One of my greatest resolutions this year is simply to read more. Over on Goodreads, I gave myself the 2015 resolution of reading 40 books. It seems do-able, and I kicked all of this off by finishing Mr. Penumbra’s 24 Hour Bookstore yesterday. Continue below for my non-spoilery Mr. Penumbra’s 24 Hour Bookstore review!
Mr. Penumbra’s 24 Hour Bookstore is a quick read, which is not to say that it was easy or simple. In fact, like most of the reviews stated on the Goodreads, the actual plot and kicker of the book, I didn’t see coming from a mile away. The overall idea of the plot was well-executed and well-structured, and I found it invigorating because it’s a basic adventure novel, much like the one I am writing.
The narrator and protagonist is hilarious and easy to like, aside from having an utterly douchebag name (Clay. Who the hell names their character Clay?) He’s just enough of a sad-sack to make you like him, but smart enough to not be pitiable or just another mid-20s male suffering from acute Peter Pan syndrome. There’s no Phillip Roth-y males here– they’re all loveable, artsy, and intelligent dorks. Additionally, there are awesome people of color AND women in the immediate supporting cast, who are both smarter and more capable than the main character.
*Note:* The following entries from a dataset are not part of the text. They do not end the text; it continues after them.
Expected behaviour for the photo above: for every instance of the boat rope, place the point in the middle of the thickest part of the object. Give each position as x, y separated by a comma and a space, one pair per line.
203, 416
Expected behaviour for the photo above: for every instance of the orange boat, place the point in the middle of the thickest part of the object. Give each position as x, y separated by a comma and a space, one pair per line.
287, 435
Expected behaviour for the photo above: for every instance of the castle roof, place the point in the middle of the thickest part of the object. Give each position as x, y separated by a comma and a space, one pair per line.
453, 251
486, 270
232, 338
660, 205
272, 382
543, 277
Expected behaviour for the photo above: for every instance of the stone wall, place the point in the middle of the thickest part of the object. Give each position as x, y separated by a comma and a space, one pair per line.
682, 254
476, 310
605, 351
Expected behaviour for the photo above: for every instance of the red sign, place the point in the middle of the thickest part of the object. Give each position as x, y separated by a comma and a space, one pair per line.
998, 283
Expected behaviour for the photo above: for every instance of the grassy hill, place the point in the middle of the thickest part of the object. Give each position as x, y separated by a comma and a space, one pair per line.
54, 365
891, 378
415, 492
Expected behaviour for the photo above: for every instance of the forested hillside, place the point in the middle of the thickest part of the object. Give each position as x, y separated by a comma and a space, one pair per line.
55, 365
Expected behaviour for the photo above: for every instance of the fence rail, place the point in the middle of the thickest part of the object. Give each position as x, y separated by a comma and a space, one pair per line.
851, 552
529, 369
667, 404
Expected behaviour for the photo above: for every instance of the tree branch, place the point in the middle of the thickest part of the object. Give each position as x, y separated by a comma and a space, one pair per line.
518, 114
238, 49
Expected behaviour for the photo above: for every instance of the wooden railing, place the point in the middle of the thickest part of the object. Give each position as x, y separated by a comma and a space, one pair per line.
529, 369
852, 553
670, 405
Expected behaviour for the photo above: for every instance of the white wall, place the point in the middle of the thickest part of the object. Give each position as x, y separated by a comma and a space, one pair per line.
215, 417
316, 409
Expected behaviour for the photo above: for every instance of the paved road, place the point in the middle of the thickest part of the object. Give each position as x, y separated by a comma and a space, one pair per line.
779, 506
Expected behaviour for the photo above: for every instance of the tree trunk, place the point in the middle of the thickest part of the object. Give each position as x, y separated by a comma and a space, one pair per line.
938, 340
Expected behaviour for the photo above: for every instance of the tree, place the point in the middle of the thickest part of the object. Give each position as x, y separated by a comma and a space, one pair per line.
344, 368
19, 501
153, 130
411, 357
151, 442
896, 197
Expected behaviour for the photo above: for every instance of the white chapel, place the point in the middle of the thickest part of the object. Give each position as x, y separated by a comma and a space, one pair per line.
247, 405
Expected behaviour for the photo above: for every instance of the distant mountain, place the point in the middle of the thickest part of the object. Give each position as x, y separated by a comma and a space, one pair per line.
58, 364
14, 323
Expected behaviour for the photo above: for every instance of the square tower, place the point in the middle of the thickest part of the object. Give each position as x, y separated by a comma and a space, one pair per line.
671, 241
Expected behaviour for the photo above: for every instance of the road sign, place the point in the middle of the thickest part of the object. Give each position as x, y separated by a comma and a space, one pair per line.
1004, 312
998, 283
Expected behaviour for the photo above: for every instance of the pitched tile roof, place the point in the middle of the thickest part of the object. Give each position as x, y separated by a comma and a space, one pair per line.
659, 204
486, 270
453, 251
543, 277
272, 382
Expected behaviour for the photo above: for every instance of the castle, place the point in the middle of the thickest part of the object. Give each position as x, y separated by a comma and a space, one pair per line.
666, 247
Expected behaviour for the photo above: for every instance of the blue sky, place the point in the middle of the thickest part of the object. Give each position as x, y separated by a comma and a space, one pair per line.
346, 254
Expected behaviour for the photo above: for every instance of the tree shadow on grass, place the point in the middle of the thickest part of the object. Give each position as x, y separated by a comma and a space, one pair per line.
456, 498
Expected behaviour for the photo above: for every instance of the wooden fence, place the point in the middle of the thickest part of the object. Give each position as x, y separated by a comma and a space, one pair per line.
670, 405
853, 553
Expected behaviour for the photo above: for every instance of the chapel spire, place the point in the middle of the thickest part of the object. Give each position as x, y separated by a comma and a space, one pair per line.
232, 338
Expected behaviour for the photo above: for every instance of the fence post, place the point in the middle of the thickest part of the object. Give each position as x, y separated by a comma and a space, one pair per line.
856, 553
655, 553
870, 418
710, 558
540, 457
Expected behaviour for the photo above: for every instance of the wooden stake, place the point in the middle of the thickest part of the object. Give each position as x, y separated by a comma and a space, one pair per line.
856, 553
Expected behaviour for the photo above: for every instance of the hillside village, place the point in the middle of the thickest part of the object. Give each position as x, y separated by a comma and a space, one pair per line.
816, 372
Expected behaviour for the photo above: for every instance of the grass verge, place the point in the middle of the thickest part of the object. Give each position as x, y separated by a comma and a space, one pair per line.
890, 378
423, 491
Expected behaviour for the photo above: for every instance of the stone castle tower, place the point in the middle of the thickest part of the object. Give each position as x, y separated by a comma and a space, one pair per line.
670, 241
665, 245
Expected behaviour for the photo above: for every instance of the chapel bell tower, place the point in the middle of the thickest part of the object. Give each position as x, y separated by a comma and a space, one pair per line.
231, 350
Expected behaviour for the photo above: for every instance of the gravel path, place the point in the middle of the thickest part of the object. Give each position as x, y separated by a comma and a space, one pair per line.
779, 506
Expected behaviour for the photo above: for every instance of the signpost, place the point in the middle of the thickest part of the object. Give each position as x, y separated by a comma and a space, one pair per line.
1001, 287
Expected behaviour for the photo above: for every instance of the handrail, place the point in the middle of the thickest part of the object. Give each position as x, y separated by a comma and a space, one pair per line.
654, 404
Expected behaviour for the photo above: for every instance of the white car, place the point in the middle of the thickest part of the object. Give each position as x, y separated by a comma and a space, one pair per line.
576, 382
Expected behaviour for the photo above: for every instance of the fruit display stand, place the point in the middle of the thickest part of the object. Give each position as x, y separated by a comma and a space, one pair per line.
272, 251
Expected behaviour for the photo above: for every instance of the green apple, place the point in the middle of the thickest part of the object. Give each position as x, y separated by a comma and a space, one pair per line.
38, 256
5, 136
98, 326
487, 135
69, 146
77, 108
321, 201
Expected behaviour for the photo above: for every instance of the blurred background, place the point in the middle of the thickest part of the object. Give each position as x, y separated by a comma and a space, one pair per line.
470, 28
It helps to read a story about a well-off white guy when he stands in constant awe of his Indian best friend and a woman.
The main things I didn’t like about Mr. Penumbra’s 24 Hour Bookstore was, essentially, that some of the writing was a bit sloppy. Not grammatically or anything, but the fact that details that would have gotten me into the book faster (or have made reveals all the better) were delivered too late. It’s like watching a sci-fi movie and finding out that your character has a Ph.D. in astrophysics just in time to build a rocket. The surprises are nice and you do always root for the right people, but the build isn’t long enough for suitable payoffs. Truly great adventure and mystery novels give you the details you need to know before you ever realize you need to know them.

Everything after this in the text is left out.